Add support for multi-threaded playback

Tue Oct 30 05:24:36 PDT 2012

On Fri, Oct 26, 2012 at 7:53 PM, Imre Deak <imre.deak at intel.com> wrote:
> Hi,
>
> On Fri, 2012-10-26 at 18:49 +0100, José Fonseca wrote:
>> Imre,
>>
>> Thanks for this. I took your mt-trace patches and did some follow on changes:
>>
>> - port it to macosx and windows (implement and use C++11-like
>> threading primitives)
>>
>> - make threads synchronous i.e., respect the ordering of the calls in
>> the trace, otherwise there would be random results and race
>> conditions, as the locking is not captured in the trace.
>
> I thought the workqueue approach already guaranteed this:
>
> if (prev_thread_id != call->thread_id) {
>      if (thread_wq)
>           thread_wq->flush();
>      thread_wq = get_work_queue(call->thread_id);
>      prev_thread_id = call->thread_id;
> }
> thread_wq->queue_work(render_work);
>
> So if the new call's thread ID is different than the previous one we
> wait until all calls in the previous thread finish. Could you explain
> what extra synchronization we need here?

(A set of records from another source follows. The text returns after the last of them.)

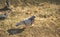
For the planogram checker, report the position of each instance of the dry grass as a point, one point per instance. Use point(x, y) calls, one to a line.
point(46, 24)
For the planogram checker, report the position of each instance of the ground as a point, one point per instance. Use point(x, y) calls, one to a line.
point(46, 24)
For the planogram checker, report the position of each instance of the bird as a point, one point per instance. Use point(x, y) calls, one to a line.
point(26, 21)
point(6, 7)
point(3, 16)
point(15, 31)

I was getting random heap corruption until I added
https://github.com/apitrace/apitrace/commit/55c2ece87567ec831b9cf5c2a4a9d30035c093bb

That is, there were some race conditions due to the parsing and the
retracing happening concurrently.

This could be fixed with more careful locking on all the parser
internal structures. But I saw no point of pursing that road. Instead
I chose to pass the responsibility of parsing the trace to the thread
that executed the last call, which achieves the same more efficiently
(no thread switching per call, no mutex locking per call).

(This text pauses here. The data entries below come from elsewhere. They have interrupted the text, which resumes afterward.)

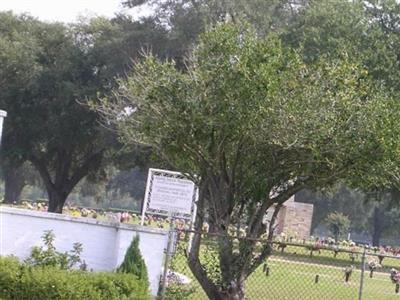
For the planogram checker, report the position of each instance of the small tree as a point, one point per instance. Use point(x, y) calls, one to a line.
point(133, 262)
point(337, 224)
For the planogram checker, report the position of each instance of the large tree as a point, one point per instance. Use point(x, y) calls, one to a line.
point(251, 123)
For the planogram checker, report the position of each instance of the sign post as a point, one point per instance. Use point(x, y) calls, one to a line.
point(3, 114)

In short, there is now only one active thread at any single instance.
Therefore race conditions are impossible. And for single threaded
traces this gracefully degrades to exactly what we were doing before
(i.e, performance for single threaded traces is exactly the same).

>> - make it faster -- the parsing is done in the thread that is
>> executing, so there is less thread switching.
>
> I'd have to think more how this improves things. Afaics on multi-core at
> least there shouldn't be much task switching, except for the above
> synchronization points.

Whereas before it was necessary to lock a mutex on every call, now a
mutex is only locked whenever thread_id changes.

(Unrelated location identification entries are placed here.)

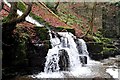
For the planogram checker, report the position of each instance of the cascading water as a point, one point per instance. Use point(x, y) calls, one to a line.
point(66, 42)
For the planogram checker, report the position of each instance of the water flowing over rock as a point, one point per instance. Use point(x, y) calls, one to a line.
point(67, 52)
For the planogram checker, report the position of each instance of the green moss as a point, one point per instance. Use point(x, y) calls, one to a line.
point(63, 27)
point(21, 6)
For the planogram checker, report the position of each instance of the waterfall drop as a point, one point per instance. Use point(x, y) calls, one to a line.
point(65, 52)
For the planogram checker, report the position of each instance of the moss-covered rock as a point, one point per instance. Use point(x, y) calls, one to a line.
point(65, 28)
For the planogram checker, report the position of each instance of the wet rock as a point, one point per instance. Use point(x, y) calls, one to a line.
point(64, 60)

That was particularly noticeable for applications that use immediate
vertex data (glVertex and friends) which have a lot of calls.

Furthermore, there is no change whatsoever when a trace is single
threaded (parsing and retracing happens on the main thread just as
before), therefore multithreaded retracing is on all the time --
there's no longer any option to enable it anymore.

Jose